加えて、春は新生活のスタートに伴うストレスや睡眠不足が生じやすい時期でもあります。自律神経の乱れはホルモンバランスにも影響し、肌の状態をさらに不安定にする要因となります。こうした複数の要因が重なり合うことが、春の肌トラブルが多い理由です。
Q. 春に肌トラブルが増える主な原因は何ですか?
春は花粉の飛散、紫外線の急増、気温・湿度の急激な変化が同時に重なる季節です。これらの外部刺激が複合的に作用して肌のバリア機能を低下させ、かゆみ・赤み・ニキビなどを引き起こします。新生活によるストレスや睡眠不足がホルモンバランスを乱し、肌をさらに不安定にする点も見逃せません。
📋 花粉が肌に与える影響とは
花粉症というと、鼻水や目のかゆみといったアレルギー症状を思い浮かべる方が多いでしょう。しかし近年、花粉が肌に直接的な悪影響を与えることも広く知られるようになってきました。「花粉皮膚炎」と呼ばれるこの症状は、顔や首、手など露出した部位に赤みやかゆみ、湿疹が現れるのが特徴です。
花粉が肌に付着すると、免疫細胞がこれを異物と認識して炎症反応を起こします。
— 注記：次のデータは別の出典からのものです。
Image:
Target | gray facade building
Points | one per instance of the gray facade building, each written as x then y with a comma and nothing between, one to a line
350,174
特にスギ花粉の飛散時期である2月から4月にかけて、顔全体がひりひりする、乾燥が急に悪化するといった症状が現れた場合、花粉皮膚炎が原因である可能性があります。
花粉による肌への影響は、肌のバリア機能が低下している状態でより顕著になります。アトピー性皮膚炎や乾燥肌の方は特に注意が必要です。また、花粉そのものだけでなく、花粉に付着した大気汚染物質(PM2.5や排気ガスなど)が肌への刺激をさらに強めることも明らかになっています。
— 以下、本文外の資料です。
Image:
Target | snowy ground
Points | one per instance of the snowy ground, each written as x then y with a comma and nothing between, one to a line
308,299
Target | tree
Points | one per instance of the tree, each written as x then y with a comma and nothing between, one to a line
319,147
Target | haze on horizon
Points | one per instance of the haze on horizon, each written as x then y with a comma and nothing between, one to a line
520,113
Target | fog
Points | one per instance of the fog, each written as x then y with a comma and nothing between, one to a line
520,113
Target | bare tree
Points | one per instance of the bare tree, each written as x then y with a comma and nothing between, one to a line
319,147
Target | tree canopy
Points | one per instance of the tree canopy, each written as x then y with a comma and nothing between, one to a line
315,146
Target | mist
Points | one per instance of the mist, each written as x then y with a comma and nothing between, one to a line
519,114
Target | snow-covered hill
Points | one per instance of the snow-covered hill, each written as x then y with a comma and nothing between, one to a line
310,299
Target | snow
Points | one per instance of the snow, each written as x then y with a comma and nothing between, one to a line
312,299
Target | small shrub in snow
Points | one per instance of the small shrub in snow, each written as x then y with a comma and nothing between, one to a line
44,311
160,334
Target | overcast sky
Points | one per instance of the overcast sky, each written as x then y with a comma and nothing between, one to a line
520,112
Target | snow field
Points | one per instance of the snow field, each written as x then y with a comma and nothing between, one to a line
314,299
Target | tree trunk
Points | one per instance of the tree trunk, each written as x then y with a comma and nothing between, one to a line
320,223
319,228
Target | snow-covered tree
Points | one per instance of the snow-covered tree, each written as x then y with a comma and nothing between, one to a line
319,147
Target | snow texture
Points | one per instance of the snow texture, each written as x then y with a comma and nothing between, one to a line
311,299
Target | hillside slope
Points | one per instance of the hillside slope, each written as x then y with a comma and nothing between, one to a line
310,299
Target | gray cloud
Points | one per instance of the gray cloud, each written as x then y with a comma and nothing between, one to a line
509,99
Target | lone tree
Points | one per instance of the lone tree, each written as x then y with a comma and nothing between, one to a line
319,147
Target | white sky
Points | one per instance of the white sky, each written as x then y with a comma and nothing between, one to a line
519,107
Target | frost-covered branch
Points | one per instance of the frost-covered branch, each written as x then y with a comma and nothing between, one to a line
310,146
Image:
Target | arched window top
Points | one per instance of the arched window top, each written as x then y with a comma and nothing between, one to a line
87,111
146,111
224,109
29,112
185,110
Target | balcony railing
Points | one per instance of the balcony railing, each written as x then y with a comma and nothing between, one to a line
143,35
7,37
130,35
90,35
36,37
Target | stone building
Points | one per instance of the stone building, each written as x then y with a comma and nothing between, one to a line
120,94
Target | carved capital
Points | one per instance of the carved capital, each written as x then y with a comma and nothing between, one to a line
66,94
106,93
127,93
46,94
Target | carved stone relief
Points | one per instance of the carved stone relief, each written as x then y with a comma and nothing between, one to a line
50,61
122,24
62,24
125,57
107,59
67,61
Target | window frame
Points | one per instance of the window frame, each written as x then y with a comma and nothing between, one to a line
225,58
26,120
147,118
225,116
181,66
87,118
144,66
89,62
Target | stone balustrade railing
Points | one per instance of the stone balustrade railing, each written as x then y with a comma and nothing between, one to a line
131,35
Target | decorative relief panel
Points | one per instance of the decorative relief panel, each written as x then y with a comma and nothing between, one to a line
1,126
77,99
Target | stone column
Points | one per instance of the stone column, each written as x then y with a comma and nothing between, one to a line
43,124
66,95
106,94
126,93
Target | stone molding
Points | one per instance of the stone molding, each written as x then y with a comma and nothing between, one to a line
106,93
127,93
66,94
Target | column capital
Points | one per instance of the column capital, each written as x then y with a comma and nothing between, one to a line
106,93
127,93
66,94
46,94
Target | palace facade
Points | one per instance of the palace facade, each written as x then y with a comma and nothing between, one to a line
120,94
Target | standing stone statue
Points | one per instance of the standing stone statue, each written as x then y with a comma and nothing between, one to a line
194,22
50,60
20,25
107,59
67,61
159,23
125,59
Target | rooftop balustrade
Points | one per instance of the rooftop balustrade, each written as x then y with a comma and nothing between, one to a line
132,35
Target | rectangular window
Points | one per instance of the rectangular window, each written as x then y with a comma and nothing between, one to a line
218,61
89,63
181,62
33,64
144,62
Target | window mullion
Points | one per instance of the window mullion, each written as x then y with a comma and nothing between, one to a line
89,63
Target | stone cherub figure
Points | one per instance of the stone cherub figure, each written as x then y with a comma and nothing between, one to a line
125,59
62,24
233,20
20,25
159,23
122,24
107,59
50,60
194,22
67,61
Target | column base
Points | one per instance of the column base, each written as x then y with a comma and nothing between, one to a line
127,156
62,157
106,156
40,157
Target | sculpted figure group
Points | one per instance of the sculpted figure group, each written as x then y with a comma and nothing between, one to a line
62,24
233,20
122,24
花粉から肌を守るためには、外出時のマスクや帽子の着用、帰宅後のすみやかな洗顔などが有効です。また、花粉が多い日はウォータープルーフの日焼け止めを使って肌への付着を防ぐ工夫も効果的です。洗顔時は花粉をしっかり落とすことが重要ですが、過度な洗いすぎはバリア機能をさらに低下させるため、適切な洗い方を意識することが大切です。
💊 春の紫外線は思っている以上に強い
「紫外線対策は夏だけでいい」と思っている方は少なくありません。しかし実際には、春の紫外線量は夏に迫るほど増加しており、3月から4月にかけて急上昇することがデータで示されています。冬の間、低い紫外線量に慣れた肌は、春になって突然強まるUVに対してより敏感に反応しやすい状態にあります。
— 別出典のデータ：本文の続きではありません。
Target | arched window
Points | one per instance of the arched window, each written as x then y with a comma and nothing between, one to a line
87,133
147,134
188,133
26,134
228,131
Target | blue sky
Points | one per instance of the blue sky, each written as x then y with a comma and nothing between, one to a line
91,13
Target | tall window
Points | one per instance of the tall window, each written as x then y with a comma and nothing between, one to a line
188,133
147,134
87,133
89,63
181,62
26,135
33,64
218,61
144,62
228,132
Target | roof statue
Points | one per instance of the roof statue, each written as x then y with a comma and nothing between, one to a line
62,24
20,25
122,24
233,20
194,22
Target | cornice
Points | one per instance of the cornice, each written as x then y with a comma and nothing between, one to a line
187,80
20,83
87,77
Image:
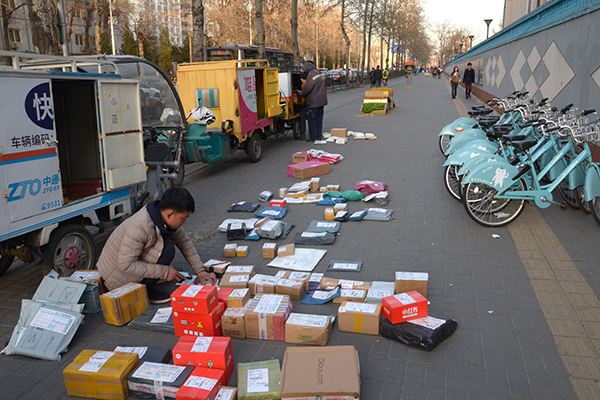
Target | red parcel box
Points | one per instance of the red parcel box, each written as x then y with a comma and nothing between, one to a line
404,307
194,299
194,324
203,384
207,352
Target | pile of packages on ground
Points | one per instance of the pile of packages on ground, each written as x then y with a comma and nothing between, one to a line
244,305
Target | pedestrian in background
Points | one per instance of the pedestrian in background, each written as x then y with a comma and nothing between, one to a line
315,92
468,79
454,79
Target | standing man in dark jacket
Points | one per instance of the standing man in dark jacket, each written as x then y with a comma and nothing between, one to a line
315,92
468,79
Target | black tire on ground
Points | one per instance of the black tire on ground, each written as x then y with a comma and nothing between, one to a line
5,263
254,147
71,247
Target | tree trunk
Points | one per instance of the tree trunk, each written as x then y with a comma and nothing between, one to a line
260,29
198,29
294,22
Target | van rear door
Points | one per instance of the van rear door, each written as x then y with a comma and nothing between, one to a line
120,127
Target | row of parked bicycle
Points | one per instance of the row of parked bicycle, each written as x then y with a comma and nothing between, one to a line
495,165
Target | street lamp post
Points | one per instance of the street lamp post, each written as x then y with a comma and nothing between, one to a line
488,22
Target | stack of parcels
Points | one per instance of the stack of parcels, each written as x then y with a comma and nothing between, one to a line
197,311
48,322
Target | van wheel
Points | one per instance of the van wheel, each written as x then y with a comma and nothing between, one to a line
5,263
254,147
71,247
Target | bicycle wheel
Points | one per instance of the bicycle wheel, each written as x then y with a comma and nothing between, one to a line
451,181
483,207
580,196
567,195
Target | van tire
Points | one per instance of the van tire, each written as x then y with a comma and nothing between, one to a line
71,247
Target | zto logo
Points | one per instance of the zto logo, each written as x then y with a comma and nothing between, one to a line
38,106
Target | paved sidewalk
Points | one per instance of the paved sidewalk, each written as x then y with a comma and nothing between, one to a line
503,348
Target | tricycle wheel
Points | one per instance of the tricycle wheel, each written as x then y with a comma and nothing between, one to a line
254,147
71,247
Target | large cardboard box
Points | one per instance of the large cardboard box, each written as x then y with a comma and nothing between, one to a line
308,169
259,380
308,329
409,281
123,304
327,373
234,323
99,374
359,318
404,307
207,352
194,324
194,298
266,316
293,288
160,380
203,384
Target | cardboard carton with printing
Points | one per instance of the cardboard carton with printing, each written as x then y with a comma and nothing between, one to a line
326,373
359,318
308,329
266,316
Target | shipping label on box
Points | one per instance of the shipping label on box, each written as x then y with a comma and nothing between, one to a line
266,316
404,307
194,298
207,352
233,322
308,329
359,318
194,324
123,304
409,281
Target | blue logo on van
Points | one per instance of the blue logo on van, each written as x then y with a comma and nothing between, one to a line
38,105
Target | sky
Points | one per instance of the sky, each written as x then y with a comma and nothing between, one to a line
468,13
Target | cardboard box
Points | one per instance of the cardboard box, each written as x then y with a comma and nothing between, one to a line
262,284
404,307
409,281
359,318
266,316
293,288
207,352
234,323
358,296
203,384
300,157
193,324
308,329
308,169
227,393
102,377
286,250
230,250
327,373
238,298
234,281
123,304
145,379
259,380
194,298
339,132
269,250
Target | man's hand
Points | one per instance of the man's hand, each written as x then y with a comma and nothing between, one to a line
202,276
174,276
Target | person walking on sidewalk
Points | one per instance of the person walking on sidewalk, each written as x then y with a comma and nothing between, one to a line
315,92
454,79
142,248
468,79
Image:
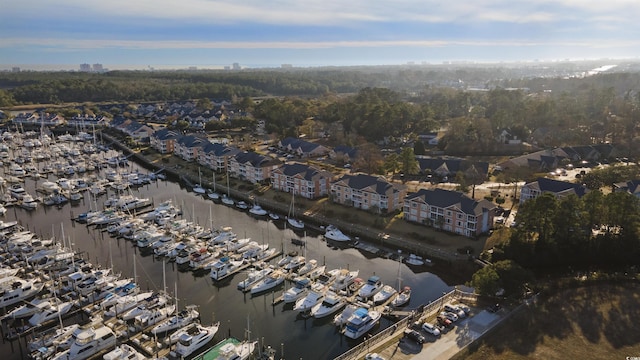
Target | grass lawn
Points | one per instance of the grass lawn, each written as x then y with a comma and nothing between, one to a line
592,322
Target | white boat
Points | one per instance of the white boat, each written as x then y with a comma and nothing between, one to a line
253,277
123,352
291,219
297,291
385,294
361,321
89,343
194,339
19,290
257,210
333,233
180,320
330,305
345,278
271,281
240,351
370,288
50,312
224,267
403,297
314,297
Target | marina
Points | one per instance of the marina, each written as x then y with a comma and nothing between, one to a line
270,321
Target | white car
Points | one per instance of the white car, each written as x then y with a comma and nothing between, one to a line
451,316
373,356
430,329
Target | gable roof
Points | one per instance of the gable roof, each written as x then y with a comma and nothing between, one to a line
447,199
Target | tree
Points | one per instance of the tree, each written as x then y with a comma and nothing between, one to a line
486,281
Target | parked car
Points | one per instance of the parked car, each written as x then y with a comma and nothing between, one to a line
451,316
430,329
454,309
415,336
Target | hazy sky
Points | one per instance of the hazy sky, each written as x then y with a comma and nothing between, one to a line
311,33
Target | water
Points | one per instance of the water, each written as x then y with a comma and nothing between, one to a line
278,326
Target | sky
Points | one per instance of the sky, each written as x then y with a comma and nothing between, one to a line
305,33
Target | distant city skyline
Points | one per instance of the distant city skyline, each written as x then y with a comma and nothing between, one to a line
214,34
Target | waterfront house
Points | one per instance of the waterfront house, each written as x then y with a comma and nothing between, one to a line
451,211
366,192
164,140
558,188
307,181
252,167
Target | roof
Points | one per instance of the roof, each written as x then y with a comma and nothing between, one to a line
447,198
364,182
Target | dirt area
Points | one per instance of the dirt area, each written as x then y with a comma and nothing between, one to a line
590,322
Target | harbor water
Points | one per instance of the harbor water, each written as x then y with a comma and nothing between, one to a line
240,314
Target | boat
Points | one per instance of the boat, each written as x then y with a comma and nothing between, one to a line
253,277
370,288
88,343
180,320
195,338
123,352
384,295
224,267
314,297
298,290
361,321
403,297
331,303
333,233
271,281
291,219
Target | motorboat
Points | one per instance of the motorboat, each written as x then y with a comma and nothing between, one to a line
370,288
180,320
331,303
253,277
195,339
271,281
88,343
224,267
403,297
345,278
333,233
314,297
297,291
123,352
361,321
385,294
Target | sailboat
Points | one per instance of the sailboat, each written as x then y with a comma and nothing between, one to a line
198,189
213,195
291,219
紫外線にはUVAとUVBの2種類があります。UVBは日焼けやシミの原因となる紫外線で、波長が短く、春から夏にかけて急増します。一方のUVAは1年を通じて比較的安定して降り注ぎ、肌の奥深くまで届いてコラーゲンやエラスチンを破壊し、たるみやシワの原因になります。春の日差しは「気持ちいい」と感じるものですが、その背後ではUVBが急増しており、気づかないうちに肌にダメージを与えています。
特に注意が必要なのが、晴天だけでなく曇りの日にも紫外線は地表に届くという事実です。曇りの日でも晴天時の50〜80%程度の紫外線が降り注いでいます。また、春は桜などを楽しむためにアウトドアで過ごす時間が増える時期でもあり、紫外線を浴びる機会が自然と増えます。
シミ・そばかすの予防や光老化対策のためにも、春から紫外線対策を始めることは非常に重要です。SPF値やPA値の高い日焼け止めを使用し、2〜3時間おきに塗り直すことが基本となります。春のスキンケア見直しにおいて、日焼け止めの選択は最も優先度の高い項目の一つといえます。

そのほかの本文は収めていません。